Analyst Vidar Strat, from the investment bank ABG Sundal Collier, believes it is unlikely that the industry can effectively kill the market with more growth in the short term.
“The supply growth seems to have stabilized at a reasonable low level, relative to history. This means that we are more confident that the price wont get very bad in 2019. And we are more confident that this is an industry that is less cyclical than it has been,” said Strat to SalmonBusiness when we met him at ABG Sundal Collier’s premises in Vika, Oslo.
But it’s hard to say whether that’s a 100 prosent correct, Strat adds.
“We know that because of the environmental impact, based on regulations in Norway and Chile, it’s not easy to grow over five percent somewhere. But then, paradigm changes are hard to predict,” said Strat.
He draws up potential success in land-based and offshore facilities as an example of such changes.
“Much of the perception that the industry is cyclical or not will pend upon whether these are working or not. And then on how easy it is to recreate projects elsewhere in the world,” said Strat.
Estimates much lower than its competitors
ABG Sundal Collier has a price estimate of salmon for 2019 of NOK 58.50 (EUR 5.9) per kg. It is significantly lower than both Pareto Securities and Handelsbanken Capital Markets, both of which believe in record prices in 2019.
“I’m not ashamed of it. The rule of thumb in the price estimation is that if you have a supply growth of less than eight percent, the price will rise year after year, but it’s not always the case,” Strat said.
He believes the market overestimates how much price increases can be obtained on salmon. Especially because 2018 has been a year with periods of extremely unstabilty and at times, extremely high prices.
“If you make an estimate for 2019 compared to a fantastic 2018. You assume offer growth of 3-4 percent, because og that you say that the price will be a lot higher. But it turns out, that all the times that have been done from such a high price level, it´s been wrong, and that is why we are at a lower price level,” said Strat.
Salmon may not be so expensive anyway
He said that they have noticed an increased interest from investors who are not Norwegian.

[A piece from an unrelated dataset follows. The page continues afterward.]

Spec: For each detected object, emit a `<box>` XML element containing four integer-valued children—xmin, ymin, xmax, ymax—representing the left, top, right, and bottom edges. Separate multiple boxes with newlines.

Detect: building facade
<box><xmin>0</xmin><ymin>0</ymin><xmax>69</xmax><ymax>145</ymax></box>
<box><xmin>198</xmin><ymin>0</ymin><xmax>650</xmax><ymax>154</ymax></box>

“Foreigners put the salmon sector in a slightly different perspective than the Norwegians do. In Norway, we look back and look at this as a sector that is cyclical. The average multiple in the sector have been around 11-12 times P/E. Now, on our numbers, Marine Harvest is at about 13 times, so it’s by definition expensive for Norwegians,” explained Strat.
He further explains that if you look at salmon compared to other shares in Global Consumers Staples (the market that includes products most people need to live), the conclusion on whether it is expensive or not, is another.
“In the group Global Consumers Staples the P/E multiples are around 17. That means, if you look at salmon in a slightly larger perspective, the multiple expansion we have seen in the last year probably is a results from salmon not really being expensive when you look at it in a slightly larger perspective,” said Strat.
Do not exclude bids on Marine Harvest
And it is not only smaller investors who look at the salmon sector, according to Strat. He says there are many big investors out there who look to the industry and want exposure to it. Norway, as the global volume leader, is a natural place to look for exposure.
“I think soon we can see a bid for Marine Harvest from, for example, an Asian conglomerate or a rich American. $ 11.5 billion (the value of Marine Harvest’s equity) is not that much money in an international context,” said Strat.
However, if the owners want to sell is another story.
“We have seen that the conglomerates look after investments in the salmon industry. Though, they might belive Marine Harvest is too big, or another problem might be that no one wants to sell,” concluded Strat.